São Paulo – Brazil’s Ministry of Agriculture, Livestock and Supply and the Federal Revenue are working on a program to streamline meat exports. The goal is to agree on criteria to be adopted by operators or businesses in order to achieve faster clearance of export products and processes, ranging from manufacturing to product clearance at ports.

This Wednesday (8), Ministry and Revenue officials met with private sector players to discuss the subject. The interim general coordinator of the Ministry’s International Agriculture and Livestock Surveillance System (Sistema de Vigilância Agropecuária Internacional - Vigiagro), Marcos de Sá, notes that businesses need to pay for the time goods are kept at ports or custom checkpoints, and that minimizing or eliminating delays could cut costs and enable more competitive prices on international markets.
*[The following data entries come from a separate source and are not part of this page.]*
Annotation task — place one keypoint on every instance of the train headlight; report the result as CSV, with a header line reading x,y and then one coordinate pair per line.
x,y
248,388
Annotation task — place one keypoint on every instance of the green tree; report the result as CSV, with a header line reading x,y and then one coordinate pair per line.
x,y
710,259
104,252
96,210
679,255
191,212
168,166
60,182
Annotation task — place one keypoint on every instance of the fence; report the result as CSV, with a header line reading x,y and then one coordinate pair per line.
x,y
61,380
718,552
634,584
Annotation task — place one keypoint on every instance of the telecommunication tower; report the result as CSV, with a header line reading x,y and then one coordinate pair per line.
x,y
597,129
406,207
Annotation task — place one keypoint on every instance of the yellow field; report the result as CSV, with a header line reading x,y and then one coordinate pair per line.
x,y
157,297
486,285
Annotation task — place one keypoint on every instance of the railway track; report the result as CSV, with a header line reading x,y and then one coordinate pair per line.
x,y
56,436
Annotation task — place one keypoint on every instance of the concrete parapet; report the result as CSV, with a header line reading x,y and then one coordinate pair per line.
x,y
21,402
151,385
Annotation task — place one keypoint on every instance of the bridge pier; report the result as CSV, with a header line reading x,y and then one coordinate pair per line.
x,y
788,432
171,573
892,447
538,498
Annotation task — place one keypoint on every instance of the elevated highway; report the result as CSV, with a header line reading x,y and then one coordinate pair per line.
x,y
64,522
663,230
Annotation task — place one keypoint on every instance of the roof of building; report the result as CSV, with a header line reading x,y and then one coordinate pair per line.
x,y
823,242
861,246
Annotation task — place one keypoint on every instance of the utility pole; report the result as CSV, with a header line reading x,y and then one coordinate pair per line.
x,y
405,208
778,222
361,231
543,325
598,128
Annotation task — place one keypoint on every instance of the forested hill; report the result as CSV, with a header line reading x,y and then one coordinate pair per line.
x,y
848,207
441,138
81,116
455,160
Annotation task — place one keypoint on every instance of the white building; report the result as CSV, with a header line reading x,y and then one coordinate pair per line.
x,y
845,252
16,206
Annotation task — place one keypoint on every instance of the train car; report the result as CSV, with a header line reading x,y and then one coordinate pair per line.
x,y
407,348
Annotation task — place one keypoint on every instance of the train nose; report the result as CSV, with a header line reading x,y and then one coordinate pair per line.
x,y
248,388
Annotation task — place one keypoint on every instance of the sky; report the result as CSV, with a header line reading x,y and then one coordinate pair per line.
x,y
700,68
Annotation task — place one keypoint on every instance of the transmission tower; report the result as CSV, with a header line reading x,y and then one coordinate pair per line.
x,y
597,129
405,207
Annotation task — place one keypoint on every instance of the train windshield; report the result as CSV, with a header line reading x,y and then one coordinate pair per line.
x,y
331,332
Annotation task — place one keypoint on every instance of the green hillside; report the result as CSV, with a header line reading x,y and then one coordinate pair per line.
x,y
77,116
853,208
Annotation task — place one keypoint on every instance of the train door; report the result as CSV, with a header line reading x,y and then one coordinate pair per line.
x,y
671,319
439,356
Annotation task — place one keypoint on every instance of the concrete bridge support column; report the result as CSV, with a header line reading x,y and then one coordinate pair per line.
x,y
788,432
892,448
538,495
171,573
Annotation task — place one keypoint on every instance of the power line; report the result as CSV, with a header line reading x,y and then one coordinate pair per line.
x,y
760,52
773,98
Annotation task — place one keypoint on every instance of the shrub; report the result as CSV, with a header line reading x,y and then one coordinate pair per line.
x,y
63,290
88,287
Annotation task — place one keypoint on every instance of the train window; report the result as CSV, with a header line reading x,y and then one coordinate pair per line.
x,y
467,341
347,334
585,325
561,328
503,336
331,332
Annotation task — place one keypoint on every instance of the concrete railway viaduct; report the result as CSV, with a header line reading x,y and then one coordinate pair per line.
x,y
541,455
The Authorized Economic Operator (AEO) project of the World Customs Organization is active in 63 countries. In Brazil, it is under the aegis of the Federal Revenue. The program is a result of the Bali Package, a trade agreement signed in 2013 through the World Trade Organization (WTO). Its signatories, including Brazil, pledged to roll out trade facilitation measures in order to cut the costs of international operations.

The project now being implemented by the Ministry and the Federal Revenue is one stage of the process, and should go online only by the beginning of next year, according to Sá. The Ministry and Federal Revenue are working in tandem on the unification and reciprocation of their processes and benefits.

The AEO will be implemented for the meat industry before other areas. The requirements for operators to become AEOs and enjoy the benefits that will make exportation processes faster are currently under discussion, as are the actual measures for speedier processing. Enterprises are being selected to join a pilot program this year.

According to Sá, the requirements will concern the observance of laws, that is, the more an operator complies, the faster the export clearance process. The coordinator believes this will make more operators willing to enter the OEA and to work on their compliance, besides resulting in a reduction in the amount of inspection work. The goal is to build trust through a track record of compliance, according to Sá.

The Federal Revenue has already set AEO customs criteria, and it is now discussing the specific agribusiness criteria with the Ministry. It has already worked in two other stages of the project that were focused on cargo safety and compliance with customs laws on imports of goods to Brazil.